After I filled the fork with as much air as I could it took a couple of minutes for the seal to pop. It kind of surprised me. But it was a pleasant surprise.

So I'm going to replace the seals and fix the bolt later, after I've received new parts and assembled the necessary tools. I did not buy OEM seals or the fancy leakproof pro-moly kind so I have a feeling that these seals might not last very long anyway. They are the K&S brand seals. We'll see how they work out.
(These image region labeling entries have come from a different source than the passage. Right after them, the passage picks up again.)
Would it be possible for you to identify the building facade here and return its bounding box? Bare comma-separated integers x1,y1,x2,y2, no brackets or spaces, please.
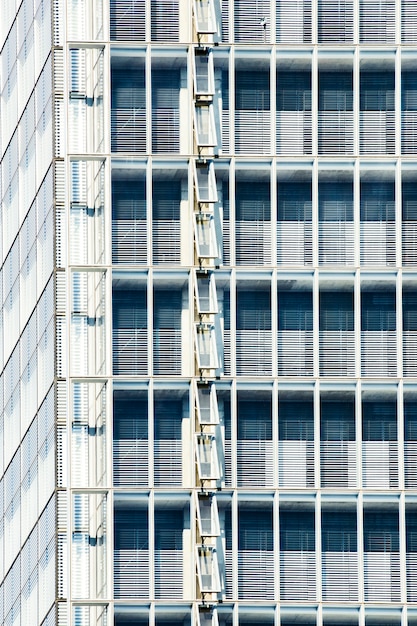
0,0,417,626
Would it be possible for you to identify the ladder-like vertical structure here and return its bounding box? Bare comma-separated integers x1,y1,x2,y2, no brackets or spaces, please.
191,0,225,626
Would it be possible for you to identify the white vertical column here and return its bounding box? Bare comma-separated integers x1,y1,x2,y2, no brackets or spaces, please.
311,52,319,157
353,270,361,378
398,488,407,603
353,159,361,267
145,46,152,156
232,491,239,596
353,47,360,156
395,159,403,267
313,382,321,489
395,47,402,156
315,492,322,604
397,380,405,491
395,270,403,378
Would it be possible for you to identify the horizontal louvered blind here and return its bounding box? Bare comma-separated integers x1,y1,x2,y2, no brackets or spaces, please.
361,291,396,331
277,71,311,111
364,551,401,602
318,71,353,154
359,0,395,44
113,289,148,375
360,182,395,265
279,511,316,553
110,0,145,41
401,70,417,154
237,401,273,487
234,0,271,43
155,508,184,600
359,111,395,154
153,290,182,375
362,400,397,441
360,71,395,111
359,71,395,154
277,71,312,154
361,292,397,376
406,552,417,602
405,507,417,602
235,70,271,154
235,182,271,265
154,399,183,486
112,180,147,264
402,181,417,266
320,441,357,487
278,401,314,487
362,441,398,489
278,440,314,487
238,510,274,600
319,292,355,376
276,111,312,155
319,71,353,111
322,551,358,602
236,290,272,376
279,552,316,600
321,511,358,601
277,181,312,265
320,400,355,442
113,396,148,487
276,0,311,44
403,291,417,376
114,509,149,598
111,66,146,153
320,401,356,487
361,330,397,377
320,330,355,376
221,289,231,374
321,511,358,553
318,0,353,43
278,291,313,330
152,180,181,265
151,0,179,43
278,292,313,376
152,69,180,154
220,70,230,154
401,0,417,44
318,111,353,154
320,292,353,331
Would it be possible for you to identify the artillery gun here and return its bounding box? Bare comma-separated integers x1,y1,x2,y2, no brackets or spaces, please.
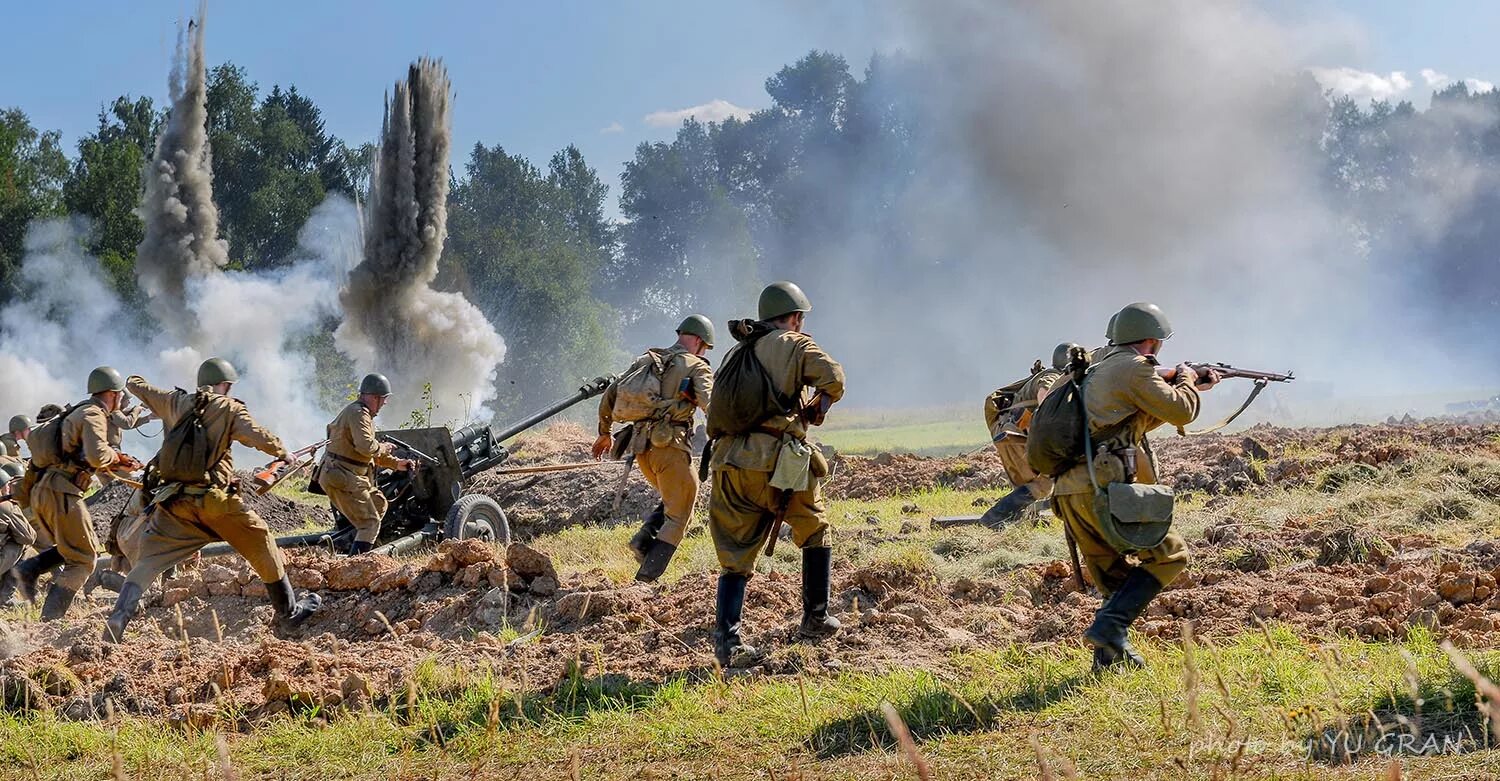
203,376,615,556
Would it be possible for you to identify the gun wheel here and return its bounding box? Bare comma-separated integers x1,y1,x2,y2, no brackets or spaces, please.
443,493,510,546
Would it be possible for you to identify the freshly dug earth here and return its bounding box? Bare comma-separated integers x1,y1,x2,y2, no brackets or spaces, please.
0,416,1500,729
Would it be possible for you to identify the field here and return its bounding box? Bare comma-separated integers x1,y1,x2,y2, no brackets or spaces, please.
0,423,1500,780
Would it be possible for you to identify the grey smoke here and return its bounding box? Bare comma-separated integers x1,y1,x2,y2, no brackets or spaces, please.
135,6,230,343
338,58,504,421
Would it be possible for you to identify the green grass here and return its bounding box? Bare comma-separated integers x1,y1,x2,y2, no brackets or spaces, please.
0,630,1500,780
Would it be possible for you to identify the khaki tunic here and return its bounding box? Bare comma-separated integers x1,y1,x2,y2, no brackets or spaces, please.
30,399,120,591
599,345,714,546
708,330,845,576
120,376,287,589
318,402,401,543
1053,348,1199,595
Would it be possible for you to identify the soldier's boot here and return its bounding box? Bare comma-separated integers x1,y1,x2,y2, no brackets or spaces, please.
714,573,761,670
636,540,677,583
104,580,144,643
797,547,842,640
266,577,323,631
1083,567,1161,670
629,502,666,564
980,489,1037,529
42,583,77,621
11,547,63,603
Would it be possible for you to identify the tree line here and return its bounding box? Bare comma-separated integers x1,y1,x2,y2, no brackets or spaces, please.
0,51,1500,408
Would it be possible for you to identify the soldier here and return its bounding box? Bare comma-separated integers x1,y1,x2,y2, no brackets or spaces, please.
980,342,1077,529
1052,303,1218,670
708,282,845,667
0,463,36,607
318,375,417,556
11,366,141,621
104,358,323,643
0,415,32,459
594,315,714,583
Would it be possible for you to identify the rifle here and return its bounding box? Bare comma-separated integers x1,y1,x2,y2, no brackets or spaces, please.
1157,361,1296,436
251,439,329,495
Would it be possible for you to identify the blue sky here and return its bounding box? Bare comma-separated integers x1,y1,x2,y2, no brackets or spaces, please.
0,0,1500,206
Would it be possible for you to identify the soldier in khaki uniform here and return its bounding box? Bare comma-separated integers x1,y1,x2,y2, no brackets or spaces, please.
0,415,32,459
708,282,845,667
104,358,321,643
1053,303,1218,669
980,342,1076,529
0,463,36,607
318,375,417,556
12,366,141,621
594,315,714,583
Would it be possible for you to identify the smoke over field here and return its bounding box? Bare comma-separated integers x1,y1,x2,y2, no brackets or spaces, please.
135,7,230,345
338,58,506,421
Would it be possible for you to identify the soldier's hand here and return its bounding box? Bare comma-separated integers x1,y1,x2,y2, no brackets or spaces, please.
593,433,615,462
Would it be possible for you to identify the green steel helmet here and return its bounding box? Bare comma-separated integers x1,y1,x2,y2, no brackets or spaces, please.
89,366,125,396
11,415,33,436
1109,301,1172,345
677,315,714,346
1052,342,1079,372
761,282,813,319
360,373,390,396
198,358,240,388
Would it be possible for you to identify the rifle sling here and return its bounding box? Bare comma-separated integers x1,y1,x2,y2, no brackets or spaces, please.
1178,379,1269,436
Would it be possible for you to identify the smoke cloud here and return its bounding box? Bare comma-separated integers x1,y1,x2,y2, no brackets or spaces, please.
135,12,230,343
336,58,506,421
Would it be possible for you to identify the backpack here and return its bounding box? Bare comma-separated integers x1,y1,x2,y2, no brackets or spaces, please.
26,405,78,469
609,348,672,423
708,321,797,439
152,393,230,486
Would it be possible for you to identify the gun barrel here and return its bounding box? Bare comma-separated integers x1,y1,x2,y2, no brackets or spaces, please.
494,376,615,442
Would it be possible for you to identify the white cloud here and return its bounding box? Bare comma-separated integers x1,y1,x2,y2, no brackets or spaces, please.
1308,67,1496,103
645,97,752,127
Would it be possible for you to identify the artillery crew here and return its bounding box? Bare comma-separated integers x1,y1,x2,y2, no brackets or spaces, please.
593,315,714,583
318,375,416,556
708,282,845,667
105,358,321,642
12,366,141,621
1053,303,1218,670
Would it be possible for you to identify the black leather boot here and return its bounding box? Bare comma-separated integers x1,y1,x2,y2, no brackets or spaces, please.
11,547,63,603
266,577,323,630
980,489,1037,529
104,580,141,643
1083,567,1161,670
42,583,77,621
636,540,677,583
797,547,840,640
629,502,666,560
714,573,761,670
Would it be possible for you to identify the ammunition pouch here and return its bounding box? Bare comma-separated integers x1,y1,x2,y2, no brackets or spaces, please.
1094,483,1175,553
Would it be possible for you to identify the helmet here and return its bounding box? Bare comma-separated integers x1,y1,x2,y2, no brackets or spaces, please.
761,282,813,319
198,358,240,388
1052,342,1079,372
1110,301,1172,345
89,366,125,396
677,315,714,346
360,375,390,396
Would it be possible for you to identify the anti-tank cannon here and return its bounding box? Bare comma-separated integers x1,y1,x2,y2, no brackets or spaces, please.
203,376,615,556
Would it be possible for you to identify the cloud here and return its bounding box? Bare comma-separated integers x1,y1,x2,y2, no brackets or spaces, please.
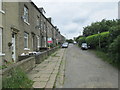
33,0,118,38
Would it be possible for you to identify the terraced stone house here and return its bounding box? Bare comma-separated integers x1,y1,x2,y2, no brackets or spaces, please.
0,2,65,62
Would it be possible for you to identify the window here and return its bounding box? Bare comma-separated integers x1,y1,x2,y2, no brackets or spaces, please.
37,16,39,26
0,0,2,10
37,36,40,49
24,32,28,49
41,19,43,29
0,28,2,53
24,6,29,23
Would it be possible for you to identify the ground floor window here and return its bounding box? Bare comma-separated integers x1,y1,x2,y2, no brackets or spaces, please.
24,32,28,49
0,28,2,53
37,36,40,49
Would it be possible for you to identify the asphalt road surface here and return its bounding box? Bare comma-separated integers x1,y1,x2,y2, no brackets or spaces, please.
63,44,118,88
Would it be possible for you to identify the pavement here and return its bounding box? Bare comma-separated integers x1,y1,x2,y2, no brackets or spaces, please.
63,44,118,88
28,49,65,88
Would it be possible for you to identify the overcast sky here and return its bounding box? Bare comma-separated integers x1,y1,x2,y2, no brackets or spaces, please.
32,0,118,39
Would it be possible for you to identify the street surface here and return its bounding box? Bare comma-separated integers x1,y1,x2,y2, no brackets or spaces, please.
63,44,118,88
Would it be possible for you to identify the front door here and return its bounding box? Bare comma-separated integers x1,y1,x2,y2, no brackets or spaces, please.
12,33,16,62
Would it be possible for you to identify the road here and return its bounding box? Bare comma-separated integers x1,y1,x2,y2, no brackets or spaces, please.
63,44,118,88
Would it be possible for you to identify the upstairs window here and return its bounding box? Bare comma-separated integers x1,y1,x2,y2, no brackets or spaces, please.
24,32,28,49
23,6,29,23
0,28,2,53
0,0,2,10
37,36,40,49
37,16,40,26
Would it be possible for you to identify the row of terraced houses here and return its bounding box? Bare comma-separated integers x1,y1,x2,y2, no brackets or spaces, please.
0,1,65,62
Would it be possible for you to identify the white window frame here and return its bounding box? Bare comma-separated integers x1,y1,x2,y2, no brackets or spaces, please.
0,28,5,56
0,28,2,54
37,36,40,49
23,5,29,25
37,16,40,26
0,0,5,14
24,32,29,50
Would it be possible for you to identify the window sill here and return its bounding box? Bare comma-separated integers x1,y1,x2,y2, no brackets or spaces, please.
24,20,30,25
24,48,30,50
0,10,5,14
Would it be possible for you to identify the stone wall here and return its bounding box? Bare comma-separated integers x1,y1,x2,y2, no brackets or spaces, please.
2,47,58,77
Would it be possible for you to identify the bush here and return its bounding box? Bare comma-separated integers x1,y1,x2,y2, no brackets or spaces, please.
86,32,109,49
2,68,33,88
109,35,120,62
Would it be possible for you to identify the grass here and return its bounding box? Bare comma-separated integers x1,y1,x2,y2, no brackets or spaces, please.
92,50,120,68
2,68,33,88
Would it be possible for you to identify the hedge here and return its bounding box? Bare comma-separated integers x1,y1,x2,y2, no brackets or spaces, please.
86,32,109,48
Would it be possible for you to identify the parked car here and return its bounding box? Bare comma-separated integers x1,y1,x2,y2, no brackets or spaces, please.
81,43,88,50
62,42,68,48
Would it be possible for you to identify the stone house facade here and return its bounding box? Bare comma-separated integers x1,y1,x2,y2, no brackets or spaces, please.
0,2,65,62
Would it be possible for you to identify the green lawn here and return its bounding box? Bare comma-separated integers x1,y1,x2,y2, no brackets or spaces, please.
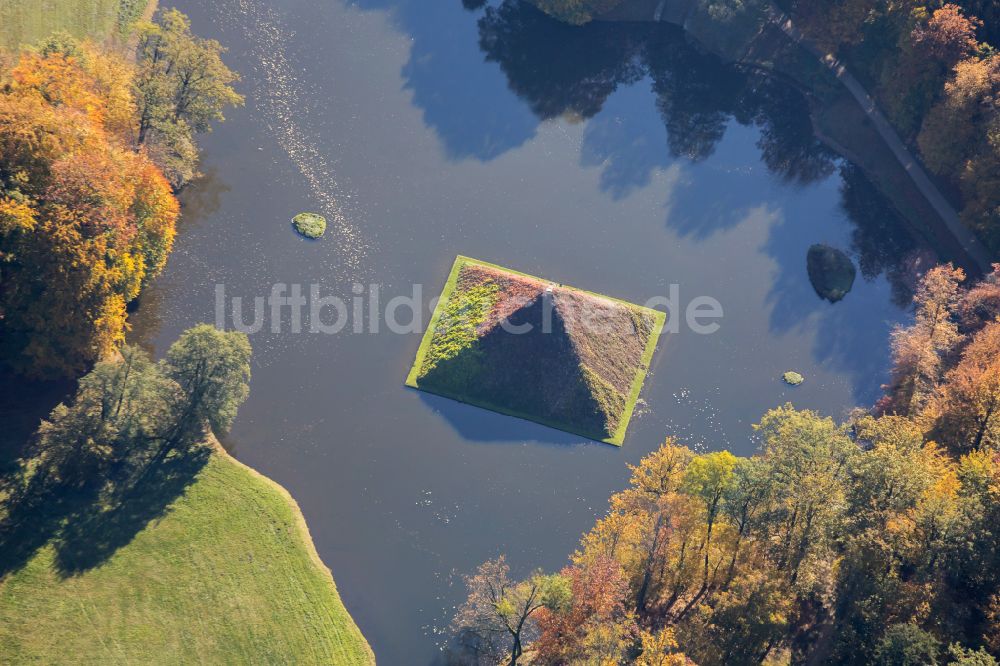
0,446,374,665
0,0,149,49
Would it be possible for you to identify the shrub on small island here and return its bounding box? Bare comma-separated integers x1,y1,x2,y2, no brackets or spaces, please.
781,370,806,386
292,213,326,238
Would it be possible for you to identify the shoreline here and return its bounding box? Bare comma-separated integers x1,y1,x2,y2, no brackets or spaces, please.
205,436,375,664
594,0,992,276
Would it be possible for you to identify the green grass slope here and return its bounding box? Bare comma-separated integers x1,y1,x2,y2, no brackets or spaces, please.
406,257,664,445
0,444,374,665
0,0,149,49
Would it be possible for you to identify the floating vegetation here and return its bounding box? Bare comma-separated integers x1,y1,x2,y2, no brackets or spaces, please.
781,370,806,386
292,213,326,238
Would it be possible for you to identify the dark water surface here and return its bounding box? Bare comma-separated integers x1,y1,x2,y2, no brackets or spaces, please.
132,0,912,664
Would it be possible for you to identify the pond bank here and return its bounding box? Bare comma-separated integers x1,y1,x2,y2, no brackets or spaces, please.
0,437,374,666
598,0,991,275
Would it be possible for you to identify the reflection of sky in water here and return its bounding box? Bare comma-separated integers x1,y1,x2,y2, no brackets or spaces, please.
134,0,916,663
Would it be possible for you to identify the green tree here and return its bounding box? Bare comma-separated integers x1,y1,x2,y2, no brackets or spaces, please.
136,9,243,187
874,624,941,666
156,324,251,460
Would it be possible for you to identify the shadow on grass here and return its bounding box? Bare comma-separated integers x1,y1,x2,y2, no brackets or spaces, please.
0,369,76,466
0,447,211,578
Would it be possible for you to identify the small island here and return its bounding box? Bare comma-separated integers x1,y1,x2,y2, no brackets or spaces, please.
292,213,326,240
406,256,666,446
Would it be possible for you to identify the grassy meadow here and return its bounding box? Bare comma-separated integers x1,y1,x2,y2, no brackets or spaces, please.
0,444,374,665
0,0,151,49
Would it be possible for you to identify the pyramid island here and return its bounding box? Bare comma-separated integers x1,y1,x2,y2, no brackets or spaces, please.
406,256,665,446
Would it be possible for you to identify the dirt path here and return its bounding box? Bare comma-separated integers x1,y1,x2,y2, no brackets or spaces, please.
602,0,992,273
772,10,992,272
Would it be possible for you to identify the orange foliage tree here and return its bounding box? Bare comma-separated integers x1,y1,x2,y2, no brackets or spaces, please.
0,45,178,376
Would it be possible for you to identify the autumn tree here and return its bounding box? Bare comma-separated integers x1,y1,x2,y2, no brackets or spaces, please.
532,556,638,664
452,555,570,666
933,322,1000,451
881,264,965,415
0,44,178,375
958,264,1000,334
881,3,979,137
135,9,243,187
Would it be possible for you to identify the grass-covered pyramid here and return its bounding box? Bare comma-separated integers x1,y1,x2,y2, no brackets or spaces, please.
406,257,664,445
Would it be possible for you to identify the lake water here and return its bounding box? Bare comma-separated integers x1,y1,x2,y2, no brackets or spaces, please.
132,0,924,664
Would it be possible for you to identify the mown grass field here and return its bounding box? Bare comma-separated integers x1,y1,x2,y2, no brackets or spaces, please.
0,444,374,665
0,0,149,49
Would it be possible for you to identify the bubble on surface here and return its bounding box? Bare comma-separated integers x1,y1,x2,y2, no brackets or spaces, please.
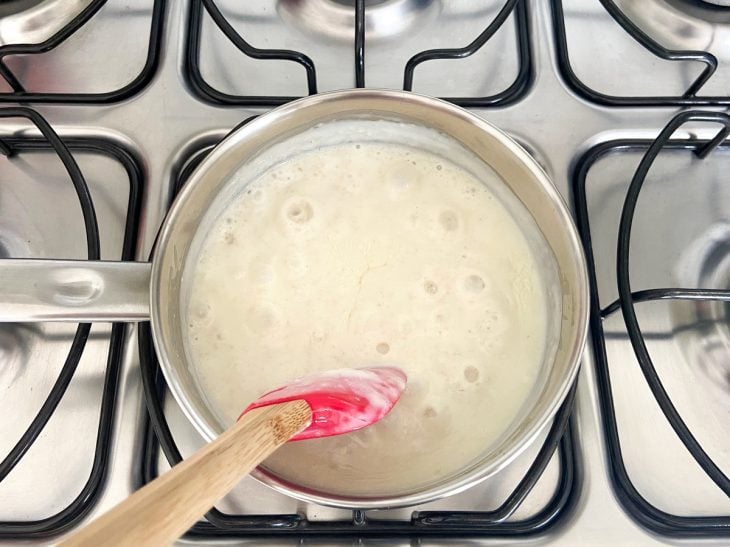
464,365,479,384
423,280,439,294
284,198,314,224
464,275,485,292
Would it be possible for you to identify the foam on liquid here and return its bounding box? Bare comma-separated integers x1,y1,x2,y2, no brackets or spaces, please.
187,136,548,496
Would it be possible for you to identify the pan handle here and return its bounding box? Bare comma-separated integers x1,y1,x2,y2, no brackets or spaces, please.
0,258,152,323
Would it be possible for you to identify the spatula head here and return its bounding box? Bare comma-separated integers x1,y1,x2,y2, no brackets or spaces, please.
241,367,406,441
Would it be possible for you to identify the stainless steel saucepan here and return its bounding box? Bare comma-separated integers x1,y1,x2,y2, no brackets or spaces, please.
0,90,588,508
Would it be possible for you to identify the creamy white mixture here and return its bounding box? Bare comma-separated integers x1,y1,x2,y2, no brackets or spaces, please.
188,138,548,495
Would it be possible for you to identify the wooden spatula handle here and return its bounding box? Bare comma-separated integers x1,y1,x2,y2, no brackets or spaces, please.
61,401,312,546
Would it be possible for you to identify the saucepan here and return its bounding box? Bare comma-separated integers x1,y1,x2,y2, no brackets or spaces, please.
0,90,589,508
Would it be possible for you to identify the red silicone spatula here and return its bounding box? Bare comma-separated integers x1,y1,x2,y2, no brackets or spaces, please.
62,367,406,546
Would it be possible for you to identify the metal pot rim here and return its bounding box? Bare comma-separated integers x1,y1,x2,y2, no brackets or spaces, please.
150,89,589,509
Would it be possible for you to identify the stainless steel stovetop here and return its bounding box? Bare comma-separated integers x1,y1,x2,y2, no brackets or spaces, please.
0,0,730,545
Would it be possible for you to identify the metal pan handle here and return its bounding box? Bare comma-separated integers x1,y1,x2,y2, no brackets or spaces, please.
0,258,152,323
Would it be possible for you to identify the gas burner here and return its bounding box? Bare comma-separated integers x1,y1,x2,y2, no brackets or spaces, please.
0,0,93,45
278,0,430,41
672,227,730,402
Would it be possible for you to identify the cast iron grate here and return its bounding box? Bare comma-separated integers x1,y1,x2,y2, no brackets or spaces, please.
0,0,167,104
184,0,533,107
137,139,581,541
0,107,143,539
573,111,730,537
551,0,730,107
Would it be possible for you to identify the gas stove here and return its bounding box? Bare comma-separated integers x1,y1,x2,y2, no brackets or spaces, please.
0,0,730,545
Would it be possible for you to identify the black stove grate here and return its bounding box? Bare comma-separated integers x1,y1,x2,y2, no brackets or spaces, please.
551,0,730,107
184,0,534,107
137,136,581,540
573,111,730,537
0,0,167,104
0,107,143,539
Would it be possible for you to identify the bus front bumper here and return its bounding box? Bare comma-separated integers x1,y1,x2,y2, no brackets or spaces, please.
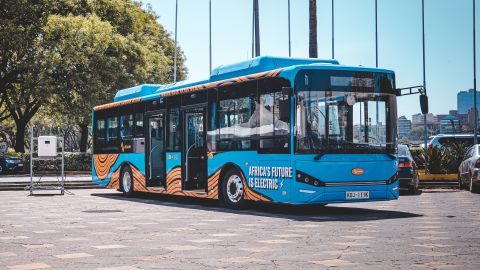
294,181,400,204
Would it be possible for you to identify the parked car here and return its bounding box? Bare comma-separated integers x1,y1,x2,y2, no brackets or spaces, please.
0,156,24,174
398,144,418,194
458,144,480,193
428,134,473,147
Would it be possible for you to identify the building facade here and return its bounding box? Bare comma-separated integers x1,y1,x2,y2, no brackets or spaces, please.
440,115,461,134
397,116,412,139
457,89,480,114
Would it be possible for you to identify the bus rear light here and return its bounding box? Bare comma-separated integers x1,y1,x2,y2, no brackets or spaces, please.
297,172,323,187
398,161,413,168
475,159,480,168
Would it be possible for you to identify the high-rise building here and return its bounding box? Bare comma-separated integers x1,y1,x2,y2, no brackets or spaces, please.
440,115,461,134
412,113,438,127
397,116,412,139
457,89,480,114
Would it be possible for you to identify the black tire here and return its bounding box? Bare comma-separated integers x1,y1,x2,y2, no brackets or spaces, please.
466,176,473,192
470,184,480,193
119,166,135,197
220,169,246,209
408,184,418,195
458,173,463,190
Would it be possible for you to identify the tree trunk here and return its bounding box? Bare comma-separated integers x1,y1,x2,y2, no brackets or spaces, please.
308,0,318,58
15,121,27,153
78,124,88,153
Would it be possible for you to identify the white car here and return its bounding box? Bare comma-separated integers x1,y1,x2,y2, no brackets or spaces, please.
427,134,473,147
458,144,480,193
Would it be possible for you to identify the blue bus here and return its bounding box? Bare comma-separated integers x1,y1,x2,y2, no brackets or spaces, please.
92,57,399,208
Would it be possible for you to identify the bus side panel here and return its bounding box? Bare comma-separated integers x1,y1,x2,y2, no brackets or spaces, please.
92,153,145,189
208,151,293,203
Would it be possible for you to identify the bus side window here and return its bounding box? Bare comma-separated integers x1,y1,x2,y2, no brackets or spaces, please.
95,119,106,143
107,116,118,143
134,113,144,138
217,84,259,151
120,114,134,140
167,108,180,152
259,91,290,153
Stay tuned for further developments.

Thank you for your indulgence,

BassCliff
 
Hi,

Well, I wasn't crazy about putting my forks back on without fixing them properly. So I called up a couple of my friends (Thanks Ed!) seeking advice. I tried the air pressure trick to pop the seals out. The bicycle pump I had didn't work. So I took a trip down to the gas station and used their air pump. It didn't work either. I went to Home Depot and bought another manual tire pump that looked like to would work. The gauge on it went to 174psi and I figured that would be enough to blow the seals. I brought it home and hooked it up. I pumped and pumped. I pegged the gauge, over 174psi and probably close to 200psi. Nothing! The seal held. :(

Feeling dejected, I took off the pump connector from the air cap and just held it in my hand, looking at it and thinking, "What am I going to do now?". Then all of a sudden.....

POP!

P2200179.jpg


I was so happy! :D

P2200178.jpg


After I filled the fork with as much air as I could it took a couple of minutes for the seal to pop. It kind of surprised me. But it was a pleasant surprise.

So I'm going to replace the seals and fix the bolt later, after I've received new parts and assembled the necessary tools. I did not buy OEM seals or the fancy leakproof pro-moly kind so I have a feeling that these seals might not last very long anyway. They are the K&S brand seals. We'll see how they work out.

Stay tuned for further developments.

Thank you for your indulgence,

BassCliff


Just incase it happens again you should buy a HV-HP (high volume, high pressure) road tire pump with a presta fitting and use an adapter to fit a schrader valve. We use it in the regular bike industry and can reach about ~370psi before failure to the pump.

Maybe I'm a little late with that but could be in your write up that I'm sure you're already making regarding this.